Furthermore I just finished my coffee, which puts me in a particularly good mood. 


pwnsweet said:


> Sorry,my laptop is actually a tablet PC and is the HP 2730p.


Well here's some fun stuff for you!  I had a peek on the interwebs and here's what I found.

There are aftermarket BIOSes and BIOS editing tools for your laptop.
There is something called a ACPI (Advanced Configuration and Power Interface) DSDT (Differentiated System Description Table) which can be used to control the speed of the CPU fan in Windows with a laptop similar to yours (2510p).
Also got the repair manual for your laptop, and I'm not impressed with its design 
If I were you I would hop on the notebookreview.com forum and ask those cats what they think about whether to edit your BIOS (to add quiet_fan) or to try modifying the DSDT in Windows.  I wish I could offer more help here, but I'm reluctant to gamble with hardware that isn't mine .


pwnsweet said:


> OK fan specs are:
> Sunon Maglev GC054509VH-A, 5v, 1.6W.
> 
> According to the equation P=VI, this fan runs at 0.32A. I would consider going with 'fan-always-on' option IF I couldn't achieve my initial goal.
> ...


I believe you'd need a lot more mechanical details on the fan to computationally determine the lowest voltage it will run at.  On the other hand you could use a voltage regulator and a multimeter and experiment with it.  I've built many linear regulators but mine are usually bulky and designed for several amps.  I took a quick peek on google and found one that claims to be easier to build, much tinier, and almost as capable.  Alternatively you could swap resistors, use a resistor decade box (redundant to swapping), or use a potentiometer (pot).


pwnsweet said:


> I'd prefer to avoid going down either of these two routes if possible.

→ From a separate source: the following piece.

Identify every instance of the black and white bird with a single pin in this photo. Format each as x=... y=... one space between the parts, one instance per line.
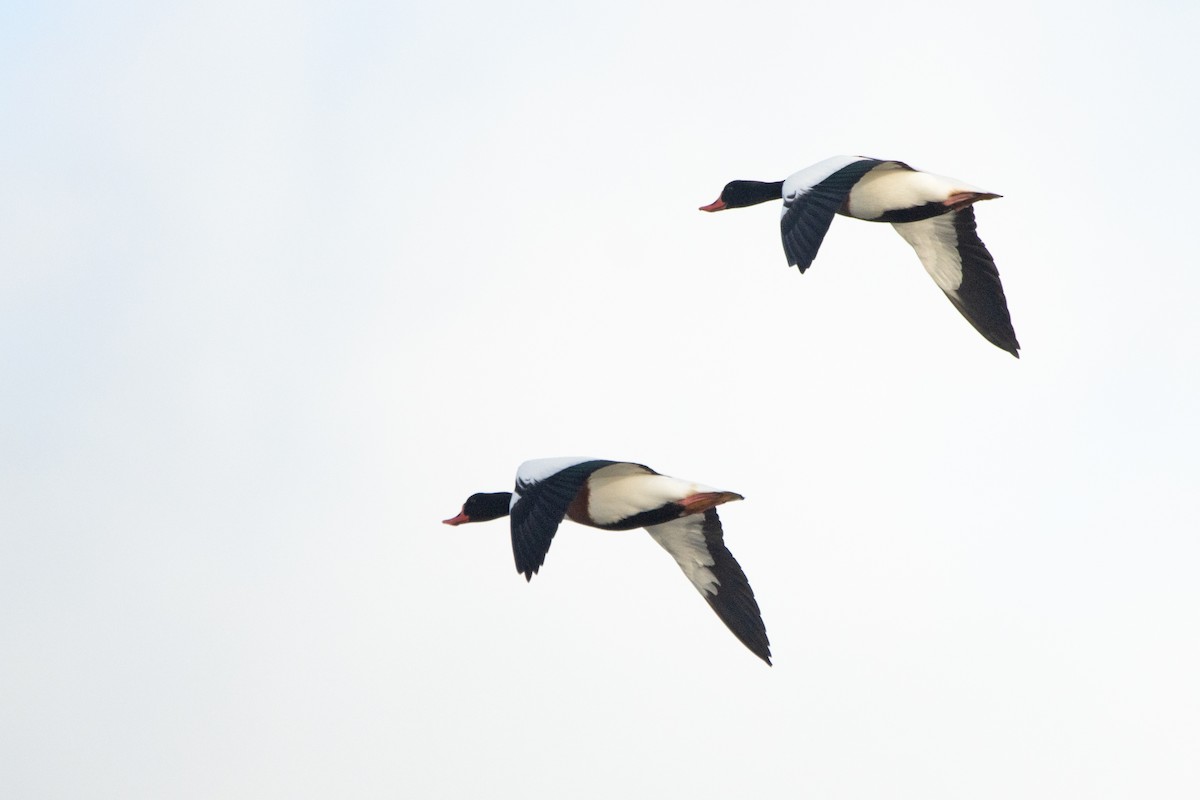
x=621 y=495
x=931 y=212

I figured you'd say that, but I thought it was worth mentioning.


----------



## pwnsweet (Jul 19, 2011)

It looks like I was wrong after all. There does seem to be a possibility of a software solution to my problem after all. I'll contact this 'nando4' guy and see if he can make a modified BIOS for me. Thanks for pointing me in his direction streetfighter 2!


----------